El paisaje de las nuevas derechas se lee, podemos pensar, sobre el fondo de ese anudamiento paradójico, esa tensión irresuelta, entre esa capacidad de movilización y expresión que dan cauce a una subjetividad entrenada en décadas de neoliberalismo, y su captura en dispositivos de expresión –paradigmáticamente, las plataformas digitales–, que en muchos casos redirigen esas capacidades hacia la profundización de relaciones de propiedad intactas e incluso profundizadas en su violencia (la guerra cotidiana por “proteger” lo propio y lo poco que se tiene en los sectores populares).
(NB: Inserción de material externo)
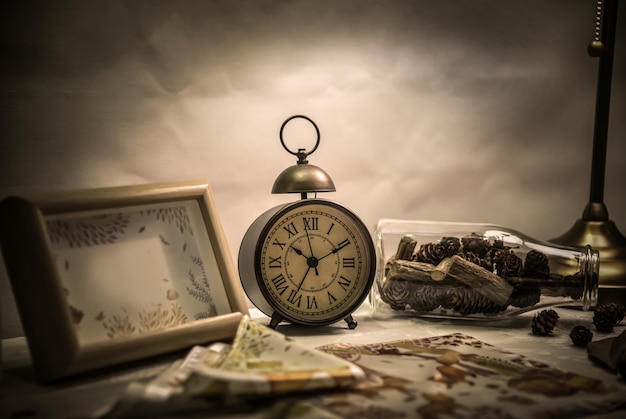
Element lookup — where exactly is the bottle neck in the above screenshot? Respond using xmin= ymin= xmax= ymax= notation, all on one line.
xmin=580 ymin=245 xmax=600 ymax=310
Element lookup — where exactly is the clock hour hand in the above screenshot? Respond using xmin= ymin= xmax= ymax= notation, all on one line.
xmin=289 ymin=245 xmax=319 ymax=276
xmin=289 ymin=244 xmax=308 ymax=259
xmin=317 ymin=240 xmax=350 ymax=261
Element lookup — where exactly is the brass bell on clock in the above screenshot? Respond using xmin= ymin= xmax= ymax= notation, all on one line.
xmin=272 ymin=115 xmax=335 ymax=199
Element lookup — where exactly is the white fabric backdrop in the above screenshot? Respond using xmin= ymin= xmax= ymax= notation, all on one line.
xmin=0 ymin=0 xmax=626 ymax=335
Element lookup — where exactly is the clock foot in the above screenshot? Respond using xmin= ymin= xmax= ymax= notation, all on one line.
xmin=269 ymin=312 xmax=283 ymax=329
xmin=344 ymin=314 xmax=358 ymax=329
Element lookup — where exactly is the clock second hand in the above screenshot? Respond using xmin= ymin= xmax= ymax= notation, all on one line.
xmin=296 ymin=266 xmax=311 ymax=292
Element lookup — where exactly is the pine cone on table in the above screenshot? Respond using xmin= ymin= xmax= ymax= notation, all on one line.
xmin=600 ymin=303 xmax=624 ymax=326
xmin=415 ymin=243 xmax=447 ymax=265
xmin=524 ymin=249 xmax=550 ymax=278
xmin=593 ymin=303 xmax=624 ymax=332
xmin=532 ymin=309 xmax=559 ymax=336
xmin=569 ymin=325 xmax=593 ymax=346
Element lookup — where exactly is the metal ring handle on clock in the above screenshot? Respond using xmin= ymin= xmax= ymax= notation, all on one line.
xmin=280 ymin=115 xmax=320 ymax=159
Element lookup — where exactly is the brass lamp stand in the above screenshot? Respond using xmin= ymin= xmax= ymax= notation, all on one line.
xmin=550 ymin=0 xmax=626 ymax=304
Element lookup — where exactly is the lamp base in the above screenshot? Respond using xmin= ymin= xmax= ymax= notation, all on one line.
xmin=549 ymin=219 xmax=626 ymax=304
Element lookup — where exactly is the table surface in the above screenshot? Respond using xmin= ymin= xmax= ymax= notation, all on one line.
xmin=0 ymin=303 xmax=626 ymax=418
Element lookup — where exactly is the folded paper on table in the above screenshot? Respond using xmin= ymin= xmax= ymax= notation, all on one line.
xmin=128 ymin=316 xmax=365 ymax=401
xmin=109 ymin=317 xmax=626 ymax=419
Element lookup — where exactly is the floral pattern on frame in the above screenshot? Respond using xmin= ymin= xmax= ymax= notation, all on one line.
xmin=46 ymin=201 xmax=230 ymax=343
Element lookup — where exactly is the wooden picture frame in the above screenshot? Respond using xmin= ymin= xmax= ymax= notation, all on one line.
xmin=0 ymin=181 xmax=248 ymax=383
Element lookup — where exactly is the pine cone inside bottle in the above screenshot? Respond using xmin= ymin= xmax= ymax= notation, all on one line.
xmin=440 ymin=237 xmax=461 ymax=257
xmin=409 ymin=285 xmax=446 ymax=311
xmin=493 ymin=249 xmax=524 ymax=278
xmin=524 ymin=249 xmax=550 ymax=279
xmin=461 ymin=233 xmax=489 ymax=258
xmin=442 ymin=286 xmax=506 ymax=315
xmin=531 ymin=309 xmax=559 ymax=336
xmin=459 ymin=252 xmax=493 ymax=272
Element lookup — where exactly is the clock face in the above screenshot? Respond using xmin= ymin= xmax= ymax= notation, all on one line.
xmin=255 ymin=199 xmax=376 ymax=324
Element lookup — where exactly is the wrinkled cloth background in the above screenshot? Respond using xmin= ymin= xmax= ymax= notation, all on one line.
xmin=0 ymin=0 xmax=626 ymax=337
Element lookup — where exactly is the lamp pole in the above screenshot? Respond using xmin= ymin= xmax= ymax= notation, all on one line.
xmin=550 ymin=0 xmax=626 ymax=304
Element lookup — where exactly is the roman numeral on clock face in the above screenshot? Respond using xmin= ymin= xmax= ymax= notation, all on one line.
xmin=287 ymin=290 xmax=302 ymax=307
xmin=272 ymin=273 xmax=289 ymax=295
xmin=302 ymin=217 xmax=319 ymax=231
xmin=269 ymin=256 xmax=280 ymax=269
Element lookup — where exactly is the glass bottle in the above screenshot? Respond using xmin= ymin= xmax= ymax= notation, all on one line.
xmin=370 ymin=219 xmax=600 ymax=320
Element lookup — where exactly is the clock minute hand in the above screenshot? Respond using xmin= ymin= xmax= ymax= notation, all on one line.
xmin=317 ymin=240 xmax=350 ymax=261
xmin=289 ymin=245 xmax=308 ymax=259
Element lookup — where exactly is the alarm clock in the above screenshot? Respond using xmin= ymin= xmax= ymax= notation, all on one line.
xmin=238 ymin=115 xmax=376 ymax=329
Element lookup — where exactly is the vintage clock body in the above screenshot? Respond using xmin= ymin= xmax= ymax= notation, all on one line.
xmin=239 ymin=115 xmax=376 ymax=329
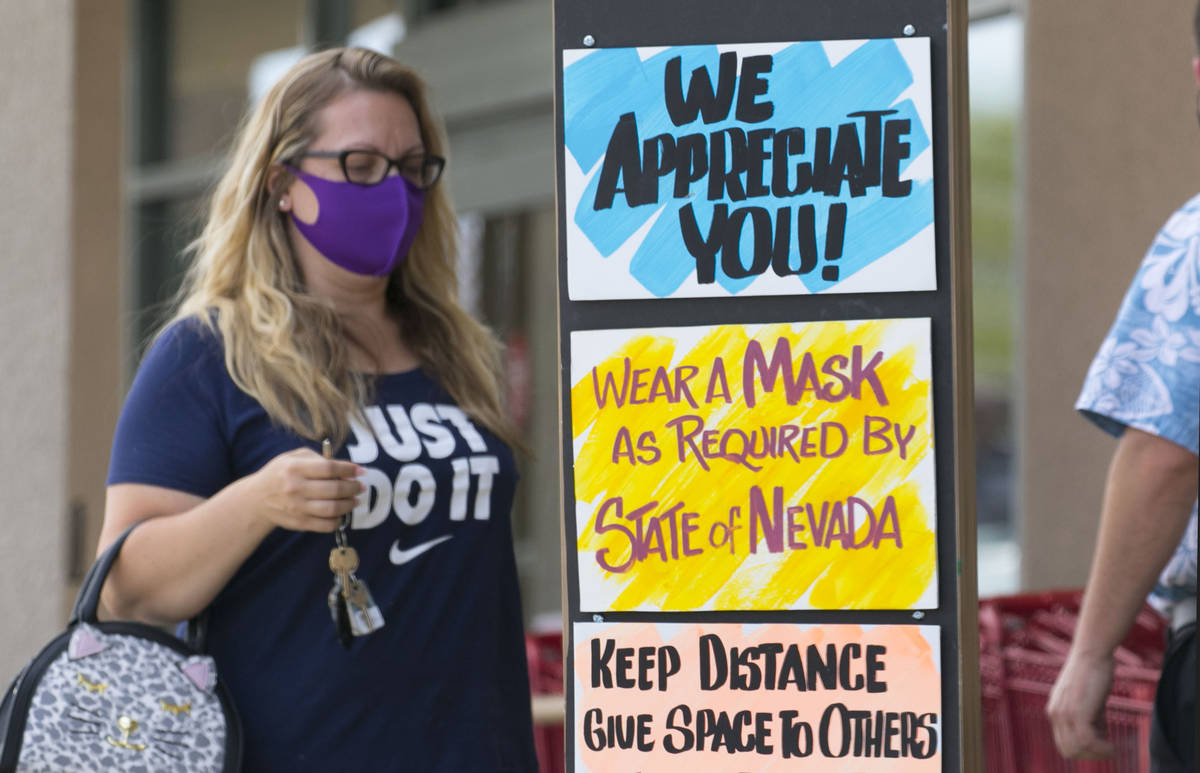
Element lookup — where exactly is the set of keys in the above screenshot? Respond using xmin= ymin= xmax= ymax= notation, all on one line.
xmin=320 ymin=439 xmax=383 ymax=649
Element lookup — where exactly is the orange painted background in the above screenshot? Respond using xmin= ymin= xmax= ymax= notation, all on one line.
xmin=574 ymin=623 xmax=942 ymax=773
xmin=571 ymin=319 xmax=937 ymax=611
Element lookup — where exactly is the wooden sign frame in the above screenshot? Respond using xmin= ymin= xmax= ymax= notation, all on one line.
xmin=553 ymin=0 xmax=982 ymax=771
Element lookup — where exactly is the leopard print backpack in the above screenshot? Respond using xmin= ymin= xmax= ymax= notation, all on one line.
xmin=0 ymin=528 xmax=241 ymax=773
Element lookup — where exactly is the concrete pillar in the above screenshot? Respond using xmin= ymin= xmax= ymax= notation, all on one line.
xmin=1016 ymin=0 xmax=1200 ymax=589
xmin=0 ymin=0 xmax=74 ymax=683
xmin=0 ymin=0 xmax=125 ymax=683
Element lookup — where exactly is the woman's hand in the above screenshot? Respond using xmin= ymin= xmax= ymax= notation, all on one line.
xmin=244 ymin=448 xmax=366 ymax=532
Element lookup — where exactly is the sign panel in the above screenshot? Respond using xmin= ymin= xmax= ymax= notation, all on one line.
xmin=562 ymin=37 xmax=936 ymax=300
xmin=569 ymin=623 xmax=942 ymax=773
xmin=570 ymin=318 xmax=937 ymax=612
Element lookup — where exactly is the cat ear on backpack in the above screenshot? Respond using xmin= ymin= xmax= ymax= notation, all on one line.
xmin=179 ymin=655 xmax=217 ymax=694
xmin=67 ymin=623 xmax=108 ymax=660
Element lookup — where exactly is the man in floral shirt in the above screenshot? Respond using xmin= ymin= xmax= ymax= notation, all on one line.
xmin=1046 ymin=189 xmax=1200 ymax=773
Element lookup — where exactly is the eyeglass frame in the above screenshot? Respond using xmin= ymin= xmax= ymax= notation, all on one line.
xmin=298 ymin=148 xmax=446 ymax=191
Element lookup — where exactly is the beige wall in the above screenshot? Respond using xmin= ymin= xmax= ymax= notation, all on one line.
xmin=0 ymin=0 xmax=125 ymax=682
xmin=0 ymin=0 xmax=74 ymax=682
xmin=1016 ymin=0 xmax=1200 ymax=588
xmin=66 ymin=0 xmax=127 ymax=604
Paradoja de la operativa: ese movimiento tiene lugar bajo el signo y la demanda de “libertad.” Dado que estos interrogantes deben ser declinados en relación al neoliberalismo, entendido como racionalidad gubernamental donde la optimización y la gestión del riesgo, de nuevo aludiendo a Foucault, sobresalen como rasgos clave, siempre manteniendo y profundizando las relaciones de propiedad y su “seguridad”. Esta combinación particular que el neoliberalismo gestiona entre seguridad y libertad es el campo donde poder pensar cómo crecen las formas neofascistas que caracterizan nuestra actualidad, donde la disputa por la interpretación realista de las condiciones de vida de las mayorías se convierte en el laboratorio político de lo que venimos llamando fuerzas expresivas de las nuevas derechas.

 

5.

 

Cuando decimos “formas expresivas” estamos pensando en dos dimensiones que hacen a los procesos en que se modelan los sentidos políticos, y que pasan por las palabras y los cuerpos. Por un lado, las formas discursivas: las disputas por lo decible público, que son un punto de partida fundamental de las nuevas derechas en su impugnación de lo que denominan “corrección política” y que regula los modos de dicción democrática y, por lo tanto, de interpelación y subjetivación política. El (des)acuerdo democrático como (des)acuerdo regulado discursivamente en tanto que discurso no es solamente un hecho de lenguaje, sino también, y fundamentalmente, un diagrama de enunciaciones, subjetivaciones y fuerzas colectivas. La transgresión reactiva funciona ahí, apropiándose de disputas que hacen a las libertades y los derechos pero redireccionándolas contra los lazos e interlocuciones democráticas, cuestionadas por no verdaderamente democráticas. En este sentido, la “torsión democrática” que practican las tecnologías expresivas logra difundir los sentimientos anti-democráticos a nivel masivo.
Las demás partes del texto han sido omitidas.